Many literary analysts say this story is about man and his hubris. His greed for more. His blind trek toward that which he does not deserve. Maybe it was literally about the sun. I’m sure more than one ancient Greek has experienced the magnificent power of the sun. Both in the way that it made him feel excellent, basking in it, as well as the way his skin got destroyed when he stayed too long in it. Everyone knows that clothes can pale from sun bleaching. But leave them just long enough, and you get fresh, dry laundry. Plants become brown and crisp when they can no longer stand the energy of the fiery globe. But before that, they absorb the sun’s light and turn it into sugars to feed the growth of their stems, roots, and leaves, and to make full, sweet fruit.
Too much sun hurts.
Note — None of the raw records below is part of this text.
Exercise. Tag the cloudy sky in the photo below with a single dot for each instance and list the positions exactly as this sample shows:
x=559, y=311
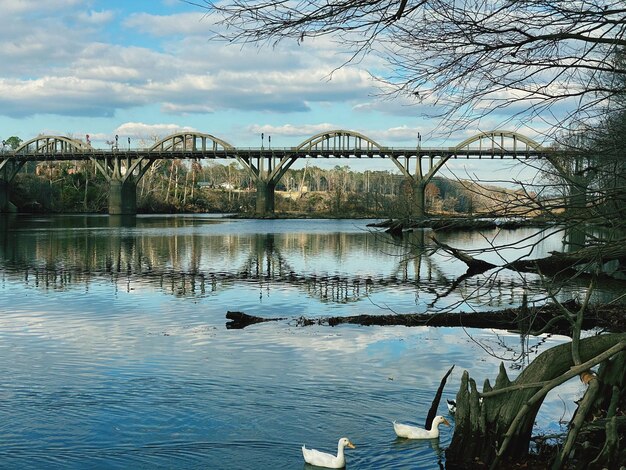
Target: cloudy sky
x=144, y=68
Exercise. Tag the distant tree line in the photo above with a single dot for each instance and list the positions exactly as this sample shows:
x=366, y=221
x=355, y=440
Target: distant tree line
x=191, y=186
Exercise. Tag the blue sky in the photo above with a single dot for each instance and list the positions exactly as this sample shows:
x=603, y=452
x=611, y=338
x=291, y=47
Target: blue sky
x=146, y=69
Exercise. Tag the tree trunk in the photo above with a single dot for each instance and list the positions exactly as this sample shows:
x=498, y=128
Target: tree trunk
x=482, y=427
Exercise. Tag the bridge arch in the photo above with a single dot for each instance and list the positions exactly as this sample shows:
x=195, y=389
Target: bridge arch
x=339, y=140
x=189, y=141
x=497, y=141
x=52, y=144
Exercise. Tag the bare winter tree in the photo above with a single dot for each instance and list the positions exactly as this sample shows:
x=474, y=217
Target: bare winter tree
x=470, y=57
x=556, y=62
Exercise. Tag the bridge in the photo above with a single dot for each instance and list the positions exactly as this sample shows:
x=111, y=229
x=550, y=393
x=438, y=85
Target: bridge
x=123, y=168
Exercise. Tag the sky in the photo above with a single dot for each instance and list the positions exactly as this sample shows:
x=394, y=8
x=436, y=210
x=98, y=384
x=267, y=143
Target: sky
x=147, y=69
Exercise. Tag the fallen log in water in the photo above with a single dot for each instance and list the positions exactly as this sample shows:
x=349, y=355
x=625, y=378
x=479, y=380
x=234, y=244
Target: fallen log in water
x=526, y=320
x=239, y=320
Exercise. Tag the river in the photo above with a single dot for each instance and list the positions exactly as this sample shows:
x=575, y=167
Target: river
x=115, y=351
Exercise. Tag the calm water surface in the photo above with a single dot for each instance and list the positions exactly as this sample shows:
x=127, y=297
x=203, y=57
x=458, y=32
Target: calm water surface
x=115, y=352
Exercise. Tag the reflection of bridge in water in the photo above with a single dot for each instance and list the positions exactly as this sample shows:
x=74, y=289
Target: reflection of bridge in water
x=264, y=268
x=124, y=167
x=335, y=288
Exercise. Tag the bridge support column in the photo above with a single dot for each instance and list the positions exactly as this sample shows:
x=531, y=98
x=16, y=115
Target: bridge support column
x=5, y=202
x=122, y=197
x=419, y=198
x=265, y=198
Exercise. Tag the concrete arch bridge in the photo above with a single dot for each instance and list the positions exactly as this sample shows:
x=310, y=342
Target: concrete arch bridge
x=124, y=167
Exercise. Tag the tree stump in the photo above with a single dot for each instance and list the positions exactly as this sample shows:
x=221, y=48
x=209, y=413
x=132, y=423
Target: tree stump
x=482, y=425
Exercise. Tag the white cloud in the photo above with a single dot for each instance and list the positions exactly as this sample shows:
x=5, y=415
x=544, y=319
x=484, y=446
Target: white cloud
x=188, y=24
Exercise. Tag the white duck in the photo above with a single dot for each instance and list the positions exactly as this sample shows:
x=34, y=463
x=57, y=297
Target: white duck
x=413, y=432
x=323, y=459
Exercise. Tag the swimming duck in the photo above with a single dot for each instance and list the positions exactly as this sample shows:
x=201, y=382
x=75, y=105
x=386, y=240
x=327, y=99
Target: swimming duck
x=413, y=432
x=451, y=406
x=323, y=459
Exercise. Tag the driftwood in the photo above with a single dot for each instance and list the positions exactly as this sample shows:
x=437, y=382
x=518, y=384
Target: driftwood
x=556, y=263
x=497, y=429
x=239, y=320
x=517, y=319
x=454, y=223
x=435, y=404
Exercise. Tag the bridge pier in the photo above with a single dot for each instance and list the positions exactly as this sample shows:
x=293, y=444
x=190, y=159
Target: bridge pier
x=5, y=202
x=265, y=197
x=122, y=197
x=419, y=198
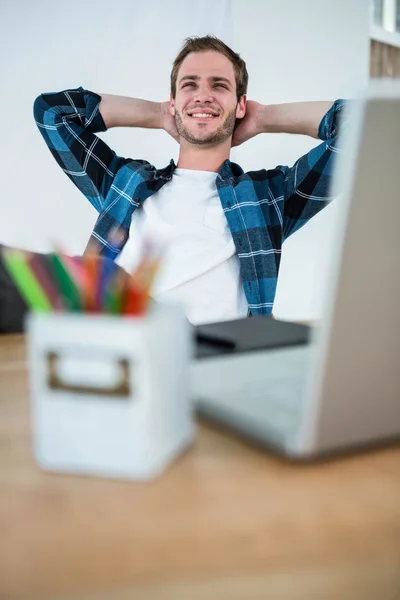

But the right amount is one of life’s staple ingredients.
Someone, somewhere, fed the fear of the sun with “links” to cancer. Yes, there is research linking overexposure to the sun with skin cancer. A good look at this research shows weak relations between sunlight and skin cancer. It shows that the relationship exists with people of specific traits: European origin, sensitive to the sun, and reduced skin DNA repair abilities.
Avoiding the sun, on the other hand, leads to vitamin D deficiency, which is related to bone and muscle problems, increases in cancers, autoimmune disease, and cardiovascular disease.
One billion people are vitamin D deficient. Many of them are in this state because of their fear of the sun. Funny, eh? Not really. Fear is a serious thing. It’s literally keeping our race from a staple of life.
To get enough sunlight, you need the following:
- At least 40% skin exposed
- 15-20 minutes
- Every day
Things that block UV-B from spurring vitamin D and cholesterol sulphate production:
- Sun block
- Glass windows of houses and cars
You who have decreased production of Vitamin D in the sun if you are:
- Heavily clothed
- Darker in skin shade
- A child or infant
Use your common sense in being in the sun. Don’t stay if it hurts, it’s too hot, or it’s uncomfortable. Just be out enough to feel good. If you have problems stopping at satiety, you are not alone. Figure out how to end things when they are good. Look into meditation.
The tale of Icarus ends in tragedy, but it expounds on a basic human instinct. After all, it is about the sun. There’s a reason we love it.
Be in the sun at the right time, for the right amount of time.
Like all good things, have until satiety. Then stop.